Como de leerlo a usted, señor Guignard —iba a escribir maestro, pero me arrepentí. Fui a la librería y me topé con un libro de su autoría: El odio a la música. Pese a su precio exorbitante —más allá de una botella de mediano whisky— lo compré de inmediato. Hasta el momento de pagar en la caja peso sobre peso, me consideraba yo su más devoto lector. Por un solo libro. El cual me hizo suyo, y que llevaré en el alma hasta el día de mi muerte: Todas las mañanas del mundo. Qué modo de escribir. Porque se nota la benevolencia, el cariño al (supuesto) lector, digamos la elevación espiritual de por medio. Un músico que conserva intacta su vocación pese a todas acechanzas del medio que lo rodea. Y del cual sale bien librado. Con la consecución de un amor.

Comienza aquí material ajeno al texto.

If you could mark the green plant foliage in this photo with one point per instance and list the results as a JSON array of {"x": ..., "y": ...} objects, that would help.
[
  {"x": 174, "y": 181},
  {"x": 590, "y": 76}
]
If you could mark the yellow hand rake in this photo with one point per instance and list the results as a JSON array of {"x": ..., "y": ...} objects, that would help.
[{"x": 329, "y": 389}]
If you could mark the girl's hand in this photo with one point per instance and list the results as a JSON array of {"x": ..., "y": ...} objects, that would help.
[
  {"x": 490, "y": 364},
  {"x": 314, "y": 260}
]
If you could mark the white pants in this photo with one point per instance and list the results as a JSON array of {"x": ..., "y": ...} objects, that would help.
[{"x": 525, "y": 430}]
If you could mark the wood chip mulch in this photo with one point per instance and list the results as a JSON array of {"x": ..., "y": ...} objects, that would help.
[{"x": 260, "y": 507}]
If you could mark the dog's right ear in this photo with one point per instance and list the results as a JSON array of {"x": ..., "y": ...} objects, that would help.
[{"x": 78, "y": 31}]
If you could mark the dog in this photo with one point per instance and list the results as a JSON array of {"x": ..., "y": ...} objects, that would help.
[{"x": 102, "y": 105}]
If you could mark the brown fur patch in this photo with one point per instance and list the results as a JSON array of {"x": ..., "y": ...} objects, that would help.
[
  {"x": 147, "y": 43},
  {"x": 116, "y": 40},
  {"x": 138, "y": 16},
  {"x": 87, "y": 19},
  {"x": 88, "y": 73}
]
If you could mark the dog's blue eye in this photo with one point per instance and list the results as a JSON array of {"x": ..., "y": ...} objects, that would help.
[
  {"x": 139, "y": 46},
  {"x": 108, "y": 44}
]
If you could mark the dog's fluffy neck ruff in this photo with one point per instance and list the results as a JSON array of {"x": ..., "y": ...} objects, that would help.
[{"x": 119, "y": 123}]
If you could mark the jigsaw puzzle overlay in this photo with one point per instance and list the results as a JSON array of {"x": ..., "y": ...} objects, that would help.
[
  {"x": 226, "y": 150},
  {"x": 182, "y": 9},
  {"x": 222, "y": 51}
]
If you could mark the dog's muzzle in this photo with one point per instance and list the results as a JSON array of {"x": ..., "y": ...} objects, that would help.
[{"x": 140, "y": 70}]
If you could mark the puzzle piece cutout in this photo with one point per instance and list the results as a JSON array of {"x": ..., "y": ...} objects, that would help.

Bajo el manto de esta premisa, inicié la lectura de El odio a la música. Línea tras línea, párrafo tras párrafo, página tras página, su figura literaria —gracias al cielo que no conozco su rostro— fue cayendo ante mí. En grotescos pedazos se pulverizaba —en imágenes que ni el peor Tarantino hubiese admitido. ¿Cómo era posible?, ¿es usted adicto al opio en cualquiera de sus manifestaciones, o a otro estupefaciente que aún no se consume en México? Porque créame que intentaba yo sorprenderme con la lectura de su libro. Sorprenderme positivamente. Cubrirse bajo el manto de ese título, o es usted un grande hombre investido de sabiduría o es un charlatán. Y yo buscaba la sabiduría. Odiar la música es menos grave que odiar a la patria. O que odiar al amor. O que odiar a la medicina. O que odiar al deporte. O a la política. Pero lo que encontré en su libro no fue una disertación sobre el odio a la música sino al sonido. Al arte del sonido. Y hasta donde yo entiendo, que es muy poco, no es lo mismo el sonido que la música. O cuando menos yo nunca denominaría música al sonido del motor de un camión —sonido o ruido, como usted guste. Tanta erudición que despliega usted en su libro —¿le gustan 15 mil palabras, o más?—, para qué. De verdad que leerlo constituye una experiencia muy cercana al cuaderno de la doctrina en el cual uno no entiende nada. Pero acaba entornando los ojos y clamando al cielo: ¡Cuánto sabe este señor!
Y lo peor de todo —o lo mejor de todo— es que en ningún momento me hizo usted dudar de la belleza sublime de la música. Le confieso que todo el tiempo tuve en mi cabeza: la Hammerklavier de Beethoven, el concierto Turco de Mozart, el cuarteto La doncella y la muerte de Schubert, el quinteto Furioso de Schumann, o el trío para corno de Brahms, o bien el Souvenir de Florence de mi amado Tchaikovsky. Y yo me preguntaba: ¿qué habrá llevado a este hombre a pavonearse con la cola abierta de un pavo real y enseñar su abominable trasero? ¿No habría sido mejor quedarse callado? Quién sabe. Cada quién. Creo que uno de los preceptos de los disidentes es su capacidad de divergir. Y buscándole tres pies al gato, según Guignard, puedo mandar al carajo a todos los pintores contemporáneos de Rembrandt. O a todos los contemporáneos de Dostoievski… O de Faulkner. O de quien sea. Basado simple y llanamente en que su literatura, su música, su plástica fue usada para adormecer a los hombres convertidos en insectos de un régimen totalitario. ¿Y de eso qué culpa tiene Schubert, que los nazis utilizaban para embrutecer a los condenados muerte?
Se despide de usted el último de sus lectores.